Once acquired, these multi-modal inputs are converted into the LLM inputs suitable for processing by the LLM engine. This conversion is facilitated by the user input encoder, that processes the acquired multi-modal inputs to generate the corresponding LLM inputs, ensuring they are transformed into a format that the LLM engine can efficiently process. (block 604). Subsequently, the generated LLM inputs are presented to the user through the user review interface, allowing the user to assess and review them. The user review interface enables the user to provide feedback or make modifications to ensure the inputs align with their intent (block 606).

Based on the user review inputs, the method includes modifying the generated LLM inputs. The user review interface incorporates a recommendation module that analyzes the initial LLM inputs and offers suggestions for potential modifications, ensuring the inputs are refined to better match the user's requirements and preferences. The modified inputs are then generated to reflect these refinements accurately (block 608).

At block 610, the modified inputs are processed through the LLM engine, which can be a generative AI-based engine or an autoregressive language model. The LLM engine processes the inputs to produce a desired output, which is then presented to the user through an output module, ensuring the results are accessible and usable. This method leverages a combination of multi-modal user interactions, intelligent input encoding, user feedback, and refined processing to generate high-quality inputs for LLM engines, resulting in outputs that closely align with user intent and requirements.

The business process infrastructure modules of the multi-modal development interface system 100 described herein, are implemented in computing devices. One example of a computing device (700) is described below in FIG. 7. The computing device (700) includes one or more processor(s) (702), one or more computer-readable RAMs (704), and one or more computer-readable ROMs (706) on one or more buses (708). Further, the computing device (700) includes a tangible storage device (710) that may be used to execute operating systems (720) and the multi-modal development interface system (100). The various modules of the multi-modal development interface system (100) may be stored in the tangible storage device (710). Both, the operating systems (720) and the multi-modal development interface system (100) are executed by one or more processor(s) (702) via one or more respective RAMs (704) (which typically include cache memory). The execution of the operating systems (720) and/or the multi-modal development interface system (100) by one or more processor(s) (702), configures the one or more processor(s) (702) as a special purpose processor configured to carry out the functionalities of the operation systems (720) and/or the multi-modal development interface system (100) as described above.

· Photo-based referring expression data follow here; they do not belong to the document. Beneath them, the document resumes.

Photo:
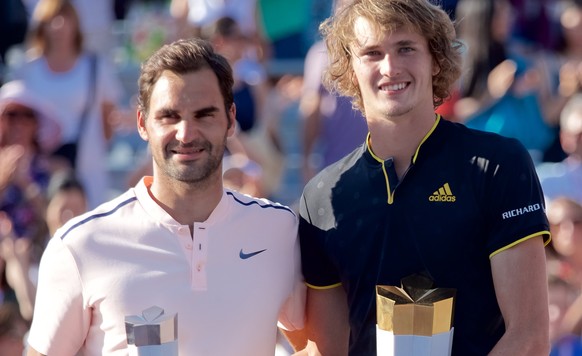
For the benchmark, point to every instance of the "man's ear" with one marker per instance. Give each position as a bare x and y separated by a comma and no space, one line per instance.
436,68
231,116
141,122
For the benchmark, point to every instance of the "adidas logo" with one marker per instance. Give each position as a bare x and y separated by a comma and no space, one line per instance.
444,194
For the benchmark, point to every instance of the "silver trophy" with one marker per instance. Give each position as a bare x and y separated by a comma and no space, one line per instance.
152,334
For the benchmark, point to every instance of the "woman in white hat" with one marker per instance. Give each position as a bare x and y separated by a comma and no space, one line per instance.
28,132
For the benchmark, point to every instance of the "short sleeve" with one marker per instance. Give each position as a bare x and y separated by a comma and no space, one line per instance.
292,315
318,270
60,321
516,201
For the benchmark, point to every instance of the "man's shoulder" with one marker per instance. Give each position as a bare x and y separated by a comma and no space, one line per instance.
251,203
103,215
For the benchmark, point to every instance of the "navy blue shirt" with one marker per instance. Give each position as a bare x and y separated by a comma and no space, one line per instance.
466,196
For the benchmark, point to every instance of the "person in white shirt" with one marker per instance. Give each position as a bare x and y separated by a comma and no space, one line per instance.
226,263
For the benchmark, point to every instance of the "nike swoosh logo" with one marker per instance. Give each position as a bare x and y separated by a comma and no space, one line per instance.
244,256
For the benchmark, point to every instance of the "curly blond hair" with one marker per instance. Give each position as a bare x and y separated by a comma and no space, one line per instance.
427,19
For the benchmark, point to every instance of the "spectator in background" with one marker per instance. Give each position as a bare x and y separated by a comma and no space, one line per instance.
331,127
82,87
565,217
12,331
501,90
565,178
28,130
66,199
192,15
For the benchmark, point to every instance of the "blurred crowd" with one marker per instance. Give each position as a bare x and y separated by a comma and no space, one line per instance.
68,70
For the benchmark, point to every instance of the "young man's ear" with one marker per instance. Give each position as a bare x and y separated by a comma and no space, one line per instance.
141,122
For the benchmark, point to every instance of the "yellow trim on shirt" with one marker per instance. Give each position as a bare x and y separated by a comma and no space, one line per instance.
546,241
323,287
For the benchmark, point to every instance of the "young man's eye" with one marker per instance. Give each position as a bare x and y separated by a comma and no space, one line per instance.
373,53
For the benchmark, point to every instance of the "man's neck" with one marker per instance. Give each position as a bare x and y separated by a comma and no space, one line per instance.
185,202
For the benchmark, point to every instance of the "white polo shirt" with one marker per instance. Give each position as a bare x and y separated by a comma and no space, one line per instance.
229,285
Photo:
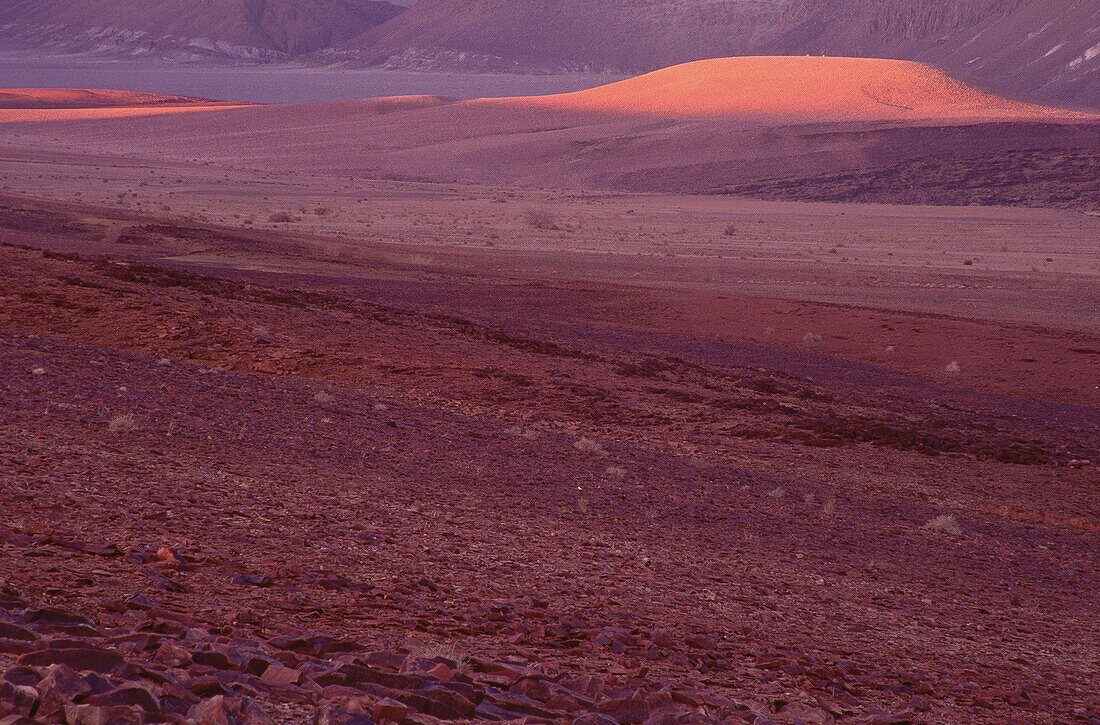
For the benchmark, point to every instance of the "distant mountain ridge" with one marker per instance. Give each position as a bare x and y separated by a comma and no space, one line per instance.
1043,48
1047,48
266,30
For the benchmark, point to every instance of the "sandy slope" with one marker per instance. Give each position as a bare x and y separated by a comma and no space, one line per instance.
805,88
831,129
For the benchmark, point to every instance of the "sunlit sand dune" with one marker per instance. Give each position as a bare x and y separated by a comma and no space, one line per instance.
803,88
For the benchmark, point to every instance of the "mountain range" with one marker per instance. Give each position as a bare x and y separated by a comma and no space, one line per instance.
1044,48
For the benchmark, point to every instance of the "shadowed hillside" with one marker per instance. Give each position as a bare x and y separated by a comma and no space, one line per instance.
245,29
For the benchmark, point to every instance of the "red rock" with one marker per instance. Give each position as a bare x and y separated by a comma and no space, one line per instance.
211,712
63,680
278,674
127,694
172,655
80,659
700,641
441,671
85,714
388,710
20,698
9,630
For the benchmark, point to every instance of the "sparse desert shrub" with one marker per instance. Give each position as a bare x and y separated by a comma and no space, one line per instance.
540,219
122,424
518,431
589,446
945,524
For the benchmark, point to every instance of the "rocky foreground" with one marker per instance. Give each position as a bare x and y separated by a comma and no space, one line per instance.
261,498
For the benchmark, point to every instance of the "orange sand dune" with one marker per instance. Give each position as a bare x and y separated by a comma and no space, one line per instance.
78,103
796,88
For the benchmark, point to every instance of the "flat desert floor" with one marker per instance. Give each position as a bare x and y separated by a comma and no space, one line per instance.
312,447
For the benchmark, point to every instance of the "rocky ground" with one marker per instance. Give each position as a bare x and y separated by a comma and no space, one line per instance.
283,492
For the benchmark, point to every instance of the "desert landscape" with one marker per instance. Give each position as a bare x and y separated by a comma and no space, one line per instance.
750,388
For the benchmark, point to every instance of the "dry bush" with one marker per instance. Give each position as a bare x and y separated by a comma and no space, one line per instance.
540,219
589,446
518,431
945,524
122,424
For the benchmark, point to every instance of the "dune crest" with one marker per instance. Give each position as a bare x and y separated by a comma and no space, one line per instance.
796,88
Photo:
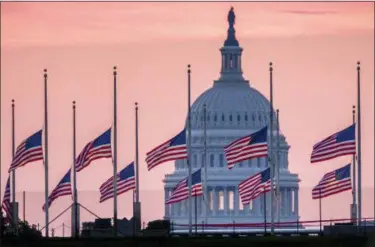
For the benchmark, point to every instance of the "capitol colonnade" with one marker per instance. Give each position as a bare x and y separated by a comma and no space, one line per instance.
233,109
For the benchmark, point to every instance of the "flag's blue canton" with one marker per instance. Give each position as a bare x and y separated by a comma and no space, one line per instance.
266,175
34,140
339,144
127,172
99,148
259,136
347,134
28,151
125,181
343,172
196,178
179,139
103,139
66,178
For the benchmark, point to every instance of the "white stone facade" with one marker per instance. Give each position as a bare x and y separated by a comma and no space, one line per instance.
233,109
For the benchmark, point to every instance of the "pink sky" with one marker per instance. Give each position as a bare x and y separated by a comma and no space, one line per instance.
314,48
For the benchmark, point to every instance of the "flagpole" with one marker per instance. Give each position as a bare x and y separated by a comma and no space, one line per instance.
196,216
265,211
359,144
189,153
14,206
46,150
320,210
205,163
115,150
75,194
137,203
354,191
278,167
271,151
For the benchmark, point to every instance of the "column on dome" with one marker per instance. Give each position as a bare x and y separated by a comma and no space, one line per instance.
288,202
226,201
215,201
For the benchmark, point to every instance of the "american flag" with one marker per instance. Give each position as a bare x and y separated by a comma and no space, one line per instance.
333,182
6,206
173,149
96,149
255,185
339,144
247,147
125,181
29,150
63,188
181,191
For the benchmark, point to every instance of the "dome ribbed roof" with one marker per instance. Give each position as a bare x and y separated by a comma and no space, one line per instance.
231,105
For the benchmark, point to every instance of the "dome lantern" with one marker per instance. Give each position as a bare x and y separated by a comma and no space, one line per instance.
231,52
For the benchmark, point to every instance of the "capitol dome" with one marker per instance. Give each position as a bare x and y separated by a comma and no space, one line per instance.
234,109
231,105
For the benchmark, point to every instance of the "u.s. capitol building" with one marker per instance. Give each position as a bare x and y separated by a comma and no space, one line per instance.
233,109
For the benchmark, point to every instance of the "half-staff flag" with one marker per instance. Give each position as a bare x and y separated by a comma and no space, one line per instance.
28,151
96,149
6,206
333,182
252,187
173,149
125,181
181,191
339,144
63,188
248,147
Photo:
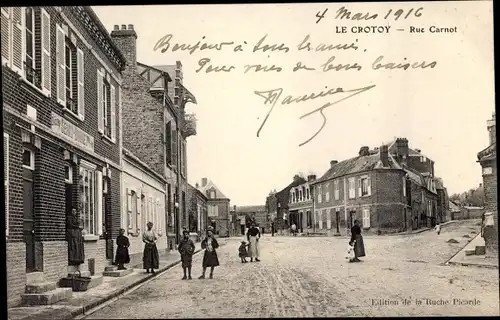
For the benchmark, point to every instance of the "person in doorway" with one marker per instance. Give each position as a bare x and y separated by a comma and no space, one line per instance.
357,239
150,258
186,249
122,257
210,258
438,228
253,236
76,253
242,252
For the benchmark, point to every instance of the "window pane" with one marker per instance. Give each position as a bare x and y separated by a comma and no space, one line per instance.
27,158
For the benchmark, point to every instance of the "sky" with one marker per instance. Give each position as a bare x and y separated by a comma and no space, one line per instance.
441,110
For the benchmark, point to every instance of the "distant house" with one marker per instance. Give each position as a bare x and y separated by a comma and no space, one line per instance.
388,189
217,207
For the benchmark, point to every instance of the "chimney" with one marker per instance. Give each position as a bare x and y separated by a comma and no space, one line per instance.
126,40
311,177
384,155
492,129
364,151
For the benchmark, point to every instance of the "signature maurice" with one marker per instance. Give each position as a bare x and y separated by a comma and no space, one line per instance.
272,96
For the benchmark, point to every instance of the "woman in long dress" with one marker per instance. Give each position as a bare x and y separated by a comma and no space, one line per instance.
76,254
357,238
210,258
253,236
150,259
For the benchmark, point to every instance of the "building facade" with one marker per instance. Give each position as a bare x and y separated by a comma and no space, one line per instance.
149,98
487,158
197,210
143,201
379,189
61,87
217,208
300,206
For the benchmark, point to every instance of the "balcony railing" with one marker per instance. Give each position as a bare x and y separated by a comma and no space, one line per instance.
189,128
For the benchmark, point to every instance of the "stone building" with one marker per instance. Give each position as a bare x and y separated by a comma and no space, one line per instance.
61,87
217,207
487,158
155,128
384,188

Examples of tangible storage devices (710) include semiconductor storage devices such as ROM, EPROM, flash memory, or any other computer-readable tangible storage device that may store a computer program and digital information.

The computing device (700) also includes an R/W drive or interface (714) to read from and write to one or more portable computer-readable tangible storage devices (728) such as a CD-ROM, DVD, memory stick, or semiconductor storage device. Further, network adapters or interfaces (712) such as TCP/IP adapter cards, wireless Wi-Fi interface cards, or 3G or 4G wireless interface cards, or other wired or wireless communication links are also included in computing devices.

In one example embodiment, the multi-modal development interface system (100) may be stored in the tangible storage device (710) and may be downloaded from an external computer via a network (for example, the Internet, a local area network, or other, wide area network) and network adapter or interface (712).

Computing device (700) further includes device drivers (716) to interface with input and output devices. The input and output devices may include a computer display monitor (718), a keyboard (722), a keypad, a touch screen, a computer mouse (724), and/or some other suitable input device.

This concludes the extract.